One face of the sheet of cork, $3mm$ thick is placed in contact with one face of a sheet of glass $5mm$ thick, both sheets being $20cm$ square. The outer face of this square composite sheet are maintained at ${100}^{o}C$ and ${20}^{o}C$, the glass being at the higher mean temperature. Find: (i) The temperature of glass-cork interface and (ii) The rate at which heat is conducted across the sheet neglecting edge effects.
Thermal conductivity of cork$=6.3\times {10}^{-2}W{m}^{-1}{K}^{-1}$
Thermal conductivity of glass $=7.2\times {10}^{-1}W{m}^{-1}{K}^{-1}$

Answer 1

Given: One face of the sheet of cork, $3mm$ thick is placed in contact with one face of a sheet of glass $5mm$ thick, both sheets being $20cm$ square. The outer face of this square composite sheet are maintained at ${100}^{o}C$ and ${20}^{o}C$, the glass being at the higher mean temperature.

To find: (i) The temperature of glass-cork interface and (ii) The rate at which heat is conducted across the sheet neglecting edge effects.

Solution:

As per the given criteria,

Thermal conductivity of cork $K_c=6.3\times {10}^{-2}W{m}^{-1}{K}^{-1}$

Thermal conductivity of glass $=7.2\times {10}^{-1}W{m}^{-1}{K}^{-1}$

Area of the cork and glass sheet, $A_c=A_g=20c{m}^2=20\times {10}^{-4}{m}^2$

Thickness of cork sheet, $l_c=3mm=3\times {10}^{-3}m$

Thickness of glass sheet, $l_g=5mm=5\times {10}^{-3}m$

There are two layers in series,

So heat current will be same across two layers.

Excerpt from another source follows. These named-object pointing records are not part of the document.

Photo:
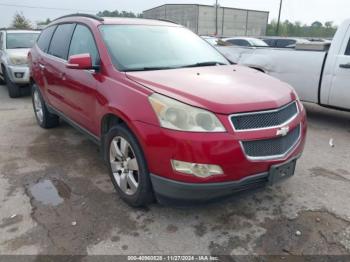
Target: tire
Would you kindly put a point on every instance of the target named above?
(44, 118)
(13, 89)
(124, 179)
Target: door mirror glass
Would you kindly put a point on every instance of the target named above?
(82, 62)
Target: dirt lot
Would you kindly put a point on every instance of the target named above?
(56, 198)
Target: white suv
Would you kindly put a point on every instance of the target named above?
(14, 48)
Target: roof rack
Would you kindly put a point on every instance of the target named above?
(18, 29)
(82, 15)
(165, 20)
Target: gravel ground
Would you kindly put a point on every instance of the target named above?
(56, 198)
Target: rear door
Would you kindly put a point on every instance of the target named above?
(340, 89)
(55, 67)
(79, 90)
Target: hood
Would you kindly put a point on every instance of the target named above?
(220, 89)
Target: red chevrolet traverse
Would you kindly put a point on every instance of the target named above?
(174, 119)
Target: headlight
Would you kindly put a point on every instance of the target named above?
(175, 115)
(18, 60)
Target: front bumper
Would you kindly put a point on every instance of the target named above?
(19, 74)
(173, 190)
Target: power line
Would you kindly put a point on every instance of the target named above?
(46, 8)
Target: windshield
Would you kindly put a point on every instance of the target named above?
(142, 47)
(20, 40)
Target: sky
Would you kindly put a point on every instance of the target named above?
(305, 11)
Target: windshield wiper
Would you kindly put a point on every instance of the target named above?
(209, 63)
(149, 68)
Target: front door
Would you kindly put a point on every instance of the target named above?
(80, 85)
(340, 90)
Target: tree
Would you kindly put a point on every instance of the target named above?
(21, 22)
(297, 29)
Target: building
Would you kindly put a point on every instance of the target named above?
(207, 20)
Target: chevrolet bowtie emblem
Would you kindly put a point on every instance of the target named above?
(283, 131)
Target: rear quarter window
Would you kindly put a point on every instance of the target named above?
(60, 42)
(45, 38)
(347, 51)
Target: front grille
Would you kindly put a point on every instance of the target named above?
(271, 148)
(265, 119)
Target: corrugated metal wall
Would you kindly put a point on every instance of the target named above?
(202, 19)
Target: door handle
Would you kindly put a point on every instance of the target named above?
(63, 76)
(346, 66)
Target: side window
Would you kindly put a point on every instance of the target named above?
(1, 40)
(60, 41)
(347, 52)
(45, 38)
(83, 42)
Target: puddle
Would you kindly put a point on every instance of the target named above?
(50, 192)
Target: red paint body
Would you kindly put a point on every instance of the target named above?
(86, 98)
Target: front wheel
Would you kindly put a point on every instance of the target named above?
(13, 89)
(127, 167)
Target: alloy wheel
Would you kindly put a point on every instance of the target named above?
(124, 165)
(38, 107)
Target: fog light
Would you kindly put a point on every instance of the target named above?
(19, 75)
(199, 170)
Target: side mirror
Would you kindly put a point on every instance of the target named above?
(82, 62)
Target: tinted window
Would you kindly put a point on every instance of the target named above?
(285, 43)
(83, 42)
(347, 52)
(45, 38)
(239, 42)
(60, 41)
(21, 40)
(1, 41)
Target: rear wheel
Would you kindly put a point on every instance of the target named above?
(13, 89)
(127, 167)
(44, 118)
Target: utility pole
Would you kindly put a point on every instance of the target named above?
(216, 18)
(279, 18)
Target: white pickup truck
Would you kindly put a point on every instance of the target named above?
(319, 73)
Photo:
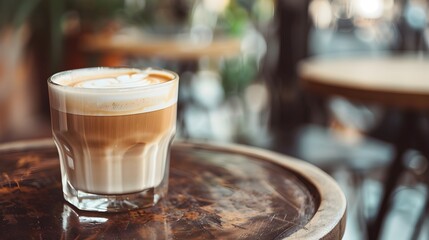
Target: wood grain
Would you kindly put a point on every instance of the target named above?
(215, 192)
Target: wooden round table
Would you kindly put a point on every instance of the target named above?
(215, 192)
(393, 80)
(397, 81)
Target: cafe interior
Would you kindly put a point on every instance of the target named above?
(340, 84)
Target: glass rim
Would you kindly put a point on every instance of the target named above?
(51, 83)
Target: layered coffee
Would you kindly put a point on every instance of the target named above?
(113, 127)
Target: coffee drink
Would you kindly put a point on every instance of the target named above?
(113, 128)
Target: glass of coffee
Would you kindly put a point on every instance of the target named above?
(113, 128)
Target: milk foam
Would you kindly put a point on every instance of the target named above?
(112, 91)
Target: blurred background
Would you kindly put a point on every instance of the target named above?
(237, 60)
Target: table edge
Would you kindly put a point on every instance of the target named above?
(327, 223)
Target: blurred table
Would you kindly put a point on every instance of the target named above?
(216, 192)
(168, 48)
(398, 81)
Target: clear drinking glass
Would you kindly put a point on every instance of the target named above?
(113, 128)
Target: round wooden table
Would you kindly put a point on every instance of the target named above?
(215, 192)
(392, 80)
(396, 81)
(160, 47)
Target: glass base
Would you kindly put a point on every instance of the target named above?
(112, 203)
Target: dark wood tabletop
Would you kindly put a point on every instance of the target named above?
(215, 192)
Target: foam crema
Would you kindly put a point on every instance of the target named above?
(112, 91)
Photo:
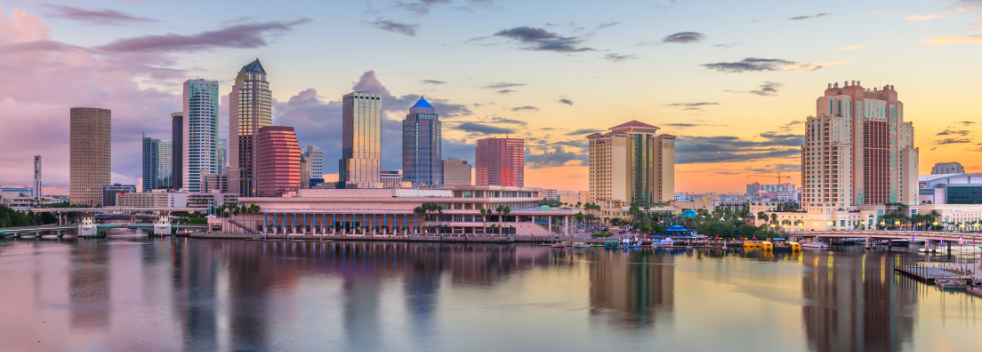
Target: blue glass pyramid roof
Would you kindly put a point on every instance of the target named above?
(422, 103)
(254, 66)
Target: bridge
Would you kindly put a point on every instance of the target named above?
(58, 230)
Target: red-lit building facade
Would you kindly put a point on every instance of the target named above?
(500, 162)
(278, 162)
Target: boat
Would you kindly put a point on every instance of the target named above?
(814, 245)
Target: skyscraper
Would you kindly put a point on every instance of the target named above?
(316, 160)
(500, 162)
(250, 108)
(91, 154)
(165, 165)
(422, 164)
(632, 164)
(278, 162)
(221, 149)
(947, 168)
(858, 150)
(361, 154)
(456, 172)
(177, 160)
(200, 131)
(151, 163)
(36, 192)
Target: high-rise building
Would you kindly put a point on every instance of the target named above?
(111, 192)
(391, 178)
(165, 164)
(221, 148)
(151, 163)
(858, 150)
(200, 131)
(456, 172)
(361, 154)
(278, 162)
(947, 168)
(250, 108)
(36, 192)
(311, 165)
(422, 163)
(500, 162)
(177, 160)
(91, 154)
(632, 164)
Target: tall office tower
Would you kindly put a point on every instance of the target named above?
(422, 163)
(632, 163)
(316, 157)
(361, 154)
(250, 108)
(200, 132)
(858, 150)
(500, 162)
(221, 149)
(151, 163)
(91, 154)
(36, 192)
(947, 168)
(456, 172)
(278, 162)
(177, 138)
(165, 164)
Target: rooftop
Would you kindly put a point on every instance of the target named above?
(254, 66)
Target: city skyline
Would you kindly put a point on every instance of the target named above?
(735, 101)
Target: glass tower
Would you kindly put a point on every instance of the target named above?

Set the temperature at interface $T.$

Heat current across layer $A=\frac{KA\Delta T}{l}$

Where, $K$ = Thermal conductivity

and $A$ = Area

$\Delta T$ is Temperature difference

$l$ = Length along heat traveled

Heat layer across layer A(cork) at ${20}^{\circ }C=\frac{K_c{A}_c\Delta T}{l_c}$

$⟹=\frac{6.3\times {10}^{-2}\times 20\times {10}^{-4}\times (T-20)}{3\times {10}^{-3}}=42\times {10}^{-3}\times (T-20).................\left(i\right)$

Heat current across layer B(glass) at ${100}^{\circ }C=\frac{K_g{A}_g\Delta T}{l_g}$

$⟹=\frac{7.2\times {10}^{-1}\times 20\times {10}^{-4}(100-T)}{5\times {10}^{-3}}=28.8\times {10}^{-2}\times (100-T)..............\left(ii\right)$

At steady state eqn(i) and eqn(ii) should be equal, we get

$42\times {10}^{-3}\times (T-20)=28.8\times {10}^{-2}\times (100-T)⟹0.146(T-20)=(100-T)⟹1.146T=100+2.92⟹T\approx {90}^{\circ }C$

is the temperature of glass-cork interface

Now put T in any one of the equation (i), we get

$H=42\times {10}^{-3}(90-20)⟹H=2940\times {10}^{-3}⟹H=2.94J/s$

is the rate at which heat is conducted across the sheet neglecting edge effects.